Les amateurs d’anecdotes bien épicées au ballon rond peuvent se servir dans l’autobiographie de l’ancien gardien de buts camerounais, Joseph Antoine Bell. Les férus d’épopées footballistiques sont également servis dans l’ouvrage du journaliste Jean Bruno Tagne, «Programmés pour échouer», paru en janvier 2011 aux Editions du Schabel.
Laquelle maison d’édition a par ailleurs permis la sortie de «Vu de ma cage» de Joseph Antoine Bell. Mais le football n’est pas le seul à se feuilleter dans les rayons de librairies.
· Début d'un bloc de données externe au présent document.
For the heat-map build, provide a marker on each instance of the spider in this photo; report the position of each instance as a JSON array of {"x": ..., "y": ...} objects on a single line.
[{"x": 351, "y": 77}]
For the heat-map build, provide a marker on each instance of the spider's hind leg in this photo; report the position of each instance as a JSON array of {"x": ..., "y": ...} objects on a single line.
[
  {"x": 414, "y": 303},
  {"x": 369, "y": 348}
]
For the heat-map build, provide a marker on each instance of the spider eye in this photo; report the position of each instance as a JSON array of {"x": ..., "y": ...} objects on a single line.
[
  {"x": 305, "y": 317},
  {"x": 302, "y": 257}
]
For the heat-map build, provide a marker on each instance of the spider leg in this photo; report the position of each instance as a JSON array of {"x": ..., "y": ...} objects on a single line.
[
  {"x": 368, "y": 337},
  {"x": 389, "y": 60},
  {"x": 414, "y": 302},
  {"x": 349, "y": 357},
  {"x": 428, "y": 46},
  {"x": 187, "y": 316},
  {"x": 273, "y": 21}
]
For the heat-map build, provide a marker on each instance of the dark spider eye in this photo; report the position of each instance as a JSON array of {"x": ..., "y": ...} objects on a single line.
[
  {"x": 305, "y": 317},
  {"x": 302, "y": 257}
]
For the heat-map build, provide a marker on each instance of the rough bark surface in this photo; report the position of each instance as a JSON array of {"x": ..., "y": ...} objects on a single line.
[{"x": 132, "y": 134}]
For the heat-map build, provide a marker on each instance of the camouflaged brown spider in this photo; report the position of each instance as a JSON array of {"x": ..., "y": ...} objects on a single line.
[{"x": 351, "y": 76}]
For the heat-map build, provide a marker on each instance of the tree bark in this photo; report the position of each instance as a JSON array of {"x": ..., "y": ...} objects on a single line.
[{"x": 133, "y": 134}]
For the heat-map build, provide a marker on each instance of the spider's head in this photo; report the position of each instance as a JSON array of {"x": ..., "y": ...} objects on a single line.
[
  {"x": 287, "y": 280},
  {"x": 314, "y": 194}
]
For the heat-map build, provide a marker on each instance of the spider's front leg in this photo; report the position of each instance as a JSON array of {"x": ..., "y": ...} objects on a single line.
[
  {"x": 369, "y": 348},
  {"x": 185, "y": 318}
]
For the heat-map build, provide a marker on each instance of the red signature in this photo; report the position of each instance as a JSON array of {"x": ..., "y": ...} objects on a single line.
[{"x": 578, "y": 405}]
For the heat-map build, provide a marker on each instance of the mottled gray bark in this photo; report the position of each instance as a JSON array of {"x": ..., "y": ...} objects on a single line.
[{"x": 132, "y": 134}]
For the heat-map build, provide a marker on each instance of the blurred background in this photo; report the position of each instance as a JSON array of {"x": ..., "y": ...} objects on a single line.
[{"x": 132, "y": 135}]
La politique n’est pas en reste. Et c’est le moins qu’on puisse dire. Charles Ateba Eyene ne dira pas le contraire. L’auteur des «paradoxes du pays organisateur» (sorti en juin 2008) aiguise sa plume dans les sujets politiques. L’une de ses dernières livraisons est baptisée «Rdpc la reprise en main du parti par le président national» (paru en juillet 2010 aux éditions Saint Paul). L’on ne peut oublier, la séance de dédicace du livre intitulé «Georges Pompidou l’Africain» de l’écrivain camerounais Philippe Moudié qui a eu lieu récemment à Yaoundé. Sport et politique, c’est à se demander si ces deux thèmes sont les plus vendeurs au Cameroun ? Ou sont-ce les sujets de prédilection des auteurs camerounais ?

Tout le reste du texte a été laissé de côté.